Hirsh is a lawyer, and in a narrow sense he is right. The city is not legally required to take the neighbors' point of view in-to account.
But how credible is he, really, on this issue?
In an interview, he admitted he had never visited the Johnson home, or seen it from the outside. And he has never tried to read the file on the home at the Community Care Licensing Bureau.
I have done the research, and I think I've come up with an approach that will help the city's planning commissioners sort through the back-and-forth arguing about the Johnson Group Home.
The biggest problem with the guest home, and I suspect with many other long-term residential care facilities, is simple, and not open to interpretation or spin. There are just too many damn people in too small of a space, and the situation would only worsen if eight more people were put in the home.
Yes, the argument over the Johnson Guest Home does center on the quality of life of the mentally ill. But their quality of life will be improved by specifically not doing what the so-called mental health advocates have so loudly and arrogantly campaigned for.

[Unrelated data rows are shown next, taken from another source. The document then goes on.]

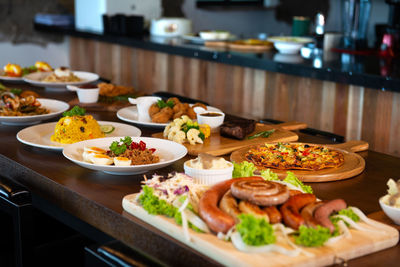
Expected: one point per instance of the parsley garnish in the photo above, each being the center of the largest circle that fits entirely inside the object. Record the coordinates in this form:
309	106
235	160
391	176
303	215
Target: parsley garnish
75	111
162	104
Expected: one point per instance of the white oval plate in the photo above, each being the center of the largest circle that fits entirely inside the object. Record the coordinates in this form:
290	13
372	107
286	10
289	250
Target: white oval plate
10	79
130	114
56	107
37	77
168	152
39	135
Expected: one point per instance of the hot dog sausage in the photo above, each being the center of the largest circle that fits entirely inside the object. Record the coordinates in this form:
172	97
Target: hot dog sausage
323	212
216	219
274	214
250	208
308	213
291	209
229	205
263	193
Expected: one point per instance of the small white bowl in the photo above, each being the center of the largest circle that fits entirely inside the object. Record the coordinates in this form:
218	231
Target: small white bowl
213	121
85	95
392	212
289	44
208	176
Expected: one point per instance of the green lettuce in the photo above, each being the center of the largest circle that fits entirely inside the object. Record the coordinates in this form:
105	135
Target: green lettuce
293	180
346	212
153	205
255	231
269	175
243	169
312	237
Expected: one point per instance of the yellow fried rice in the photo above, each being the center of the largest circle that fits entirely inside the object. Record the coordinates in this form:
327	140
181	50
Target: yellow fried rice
76	128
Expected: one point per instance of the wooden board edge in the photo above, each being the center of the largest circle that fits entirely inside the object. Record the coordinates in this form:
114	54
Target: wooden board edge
169	227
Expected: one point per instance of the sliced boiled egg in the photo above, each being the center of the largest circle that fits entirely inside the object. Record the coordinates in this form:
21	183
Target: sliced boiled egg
62	72
86	156
122	161
100	159
94	149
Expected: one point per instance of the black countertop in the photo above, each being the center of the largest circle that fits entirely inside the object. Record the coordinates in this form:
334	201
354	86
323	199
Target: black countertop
363	70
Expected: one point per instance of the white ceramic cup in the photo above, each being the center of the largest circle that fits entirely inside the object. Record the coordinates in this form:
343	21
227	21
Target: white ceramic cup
213	121
88	95
143	104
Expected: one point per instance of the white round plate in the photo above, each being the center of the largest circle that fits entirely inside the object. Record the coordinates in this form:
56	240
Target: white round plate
130	114
289	44
56	107
198	40
37	77
39	135
10	79
168	152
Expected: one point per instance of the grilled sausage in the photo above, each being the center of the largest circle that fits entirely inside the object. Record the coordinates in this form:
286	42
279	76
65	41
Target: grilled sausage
323	212
250	208
291	209
263	193
274	214
216	219
229	205
308	213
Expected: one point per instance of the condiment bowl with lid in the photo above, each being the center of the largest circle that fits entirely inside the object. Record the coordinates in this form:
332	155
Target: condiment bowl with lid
87	93
214	119
391	211
208	170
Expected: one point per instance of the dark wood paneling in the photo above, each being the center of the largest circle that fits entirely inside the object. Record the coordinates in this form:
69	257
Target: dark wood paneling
353	111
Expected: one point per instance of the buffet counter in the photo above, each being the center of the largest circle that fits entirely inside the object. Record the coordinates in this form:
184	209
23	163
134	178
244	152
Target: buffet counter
356	97
90	201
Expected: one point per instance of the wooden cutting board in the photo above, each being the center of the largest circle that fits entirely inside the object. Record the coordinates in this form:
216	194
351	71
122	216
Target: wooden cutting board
360	244
353	164
218	145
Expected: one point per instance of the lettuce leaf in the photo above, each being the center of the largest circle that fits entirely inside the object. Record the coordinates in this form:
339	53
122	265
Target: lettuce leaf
292	179
153	205
346	212
312	237
243	169
269	175
255	231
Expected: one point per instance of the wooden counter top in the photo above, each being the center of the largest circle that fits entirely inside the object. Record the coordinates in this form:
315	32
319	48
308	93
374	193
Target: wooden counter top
95	198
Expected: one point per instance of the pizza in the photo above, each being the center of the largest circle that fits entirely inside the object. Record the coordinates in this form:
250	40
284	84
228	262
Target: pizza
285	156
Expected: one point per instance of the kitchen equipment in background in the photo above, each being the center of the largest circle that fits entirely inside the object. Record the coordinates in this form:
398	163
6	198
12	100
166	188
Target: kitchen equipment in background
319	30
301	26
123	25
355	15
170	27
88	13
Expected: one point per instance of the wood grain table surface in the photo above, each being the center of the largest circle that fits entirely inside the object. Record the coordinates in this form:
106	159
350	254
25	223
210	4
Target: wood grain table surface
95	197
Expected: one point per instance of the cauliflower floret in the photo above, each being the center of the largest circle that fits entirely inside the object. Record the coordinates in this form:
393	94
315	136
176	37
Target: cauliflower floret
173	131
168	129
193	136
179	137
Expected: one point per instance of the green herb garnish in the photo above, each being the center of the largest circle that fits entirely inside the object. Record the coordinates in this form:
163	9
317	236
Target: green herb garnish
264	134
75	111
16	91
243	169
162	104
120	147
255	231
312	237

The Johnsons currently house 18 residents in 11 bedrooms; there are three bathrooms. They are asking the Planning Commission to let them house 26 people in 16 bedrooms with four bathrooms.
The planning code and the state licensed care home law contain some broad outlines regarding density. And the 26-people-in-16-rooms proposal may, with the right massaging, fit into the realm of the legally acceptable.
But 26 people in 16 bedrooms is too crowded. Way too crowded, when you're talking about people with the kinds of problems afflicting those housed at the Johnson facility. If the expansion were allowed, the residents couldn't have the level of privacy and elbow room they need to enjoy life, under any reasonable definition of the word "enjoy."
When public officials face difficult decisions -- decisions for which they will be damned, regardless -- they should go back to basics. In this case, the basics involve helping mentally ill people live humanely. I am absolutely certain that the decision that best serves those 18 troubled people at the foot of Potrero Hill will also serve the long-term political interests of the planning officials who make it, no matter how many smug, unreconstructed liberal advocates are stirred into frothy rages.